Question

Find all the zeros of the polynomial function P(x) x^4-4x^3 -5x^2+38x- 30

Answer 1

The zeros of the polynomial function are 1, -3, 3+i and 3-i.

Explanation:

The given function is

`P(x)=x^4-4x^3-5x^2+38x-30`

We can find a zero of the given function by hit and trial method.

Substitute x=1 in the given function.

`P(1)=(1)^4-4(1)^3-5(1)^2+38(1)-30`

`P(1)=0`

The value of function is 0 at x=1 it means (x-1) is a factor of given function.

Substitute x=-3 in the given function.

`P(-3)=(-3)^4-4(-3)^3-5(-3)^2+38(-3)-30`

`P(-3)=0`

The value of function is 0 at x=-3 it means (x+3) is a factor of given function.

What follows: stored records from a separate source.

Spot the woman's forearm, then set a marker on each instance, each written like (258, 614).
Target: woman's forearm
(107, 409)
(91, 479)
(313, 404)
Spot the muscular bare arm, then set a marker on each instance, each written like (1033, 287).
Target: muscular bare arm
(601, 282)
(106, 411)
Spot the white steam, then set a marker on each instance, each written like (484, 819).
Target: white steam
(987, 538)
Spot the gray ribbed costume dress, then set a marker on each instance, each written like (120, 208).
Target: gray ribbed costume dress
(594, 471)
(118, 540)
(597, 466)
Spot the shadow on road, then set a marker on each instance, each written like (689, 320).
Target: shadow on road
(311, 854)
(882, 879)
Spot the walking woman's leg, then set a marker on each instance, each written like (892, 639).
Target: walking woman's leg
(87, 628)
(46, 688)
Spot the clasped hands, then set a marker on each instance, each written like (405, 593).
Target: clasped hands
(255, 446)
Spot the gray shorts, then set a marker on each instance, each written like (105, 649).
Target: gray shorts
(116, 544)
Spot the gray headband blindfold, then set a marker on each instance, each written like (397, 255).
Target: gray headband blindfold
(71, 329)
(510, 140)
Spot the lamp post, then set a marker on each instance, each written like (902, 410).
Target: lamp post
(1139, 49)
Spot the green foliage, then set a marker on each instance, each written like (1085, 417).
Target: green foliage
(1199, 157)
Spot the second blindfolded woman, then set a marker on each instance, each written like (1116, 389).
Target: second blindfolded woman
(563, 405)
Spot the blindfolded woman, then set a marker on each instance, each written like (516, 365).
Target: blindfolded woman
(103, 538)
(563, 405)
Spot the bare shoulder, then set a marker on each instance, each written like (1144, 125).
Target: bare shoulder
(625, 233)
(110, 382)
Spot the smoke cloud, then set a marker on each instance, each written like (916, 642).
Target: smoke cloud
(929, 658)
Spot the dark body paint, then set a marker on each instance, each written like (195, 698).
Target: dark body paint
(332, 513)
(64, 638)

`(x-1)(x+3)=x^2 + 2 x - 3`

Divide the given function by
`x^2 + 2 x - 3`, to get remaining factors.

`(x^4-4x^3-5x^2+38x-30)/(x^2 + 2 x - 3)=x^2 - 6 x + 10`

So, the factor form of given function is

`P(x)=(x - 1) (x + 3) (x^2 - 6 x + 10)`

Quadratic formula: If a quadratic equation is
`ax^2+bx+c=0`, then

`x=(-b\pm √(b^2-4ac))/(2a)`

Using quadratic formula find the zeroes of
`x^2 - 6 x + 10`.

`x=(-(-6)\pm √((-6)^2-4(1)(10)))/(2(1))`

`x=(6\pm √(-4))/(2)`

`x=(6\pm 2i)/(2)`
`[\because √(-1)=i]`

`x=3\pm i`

Therefore the zeros of the polynomial function are 1, -3, 3+i and 3-i.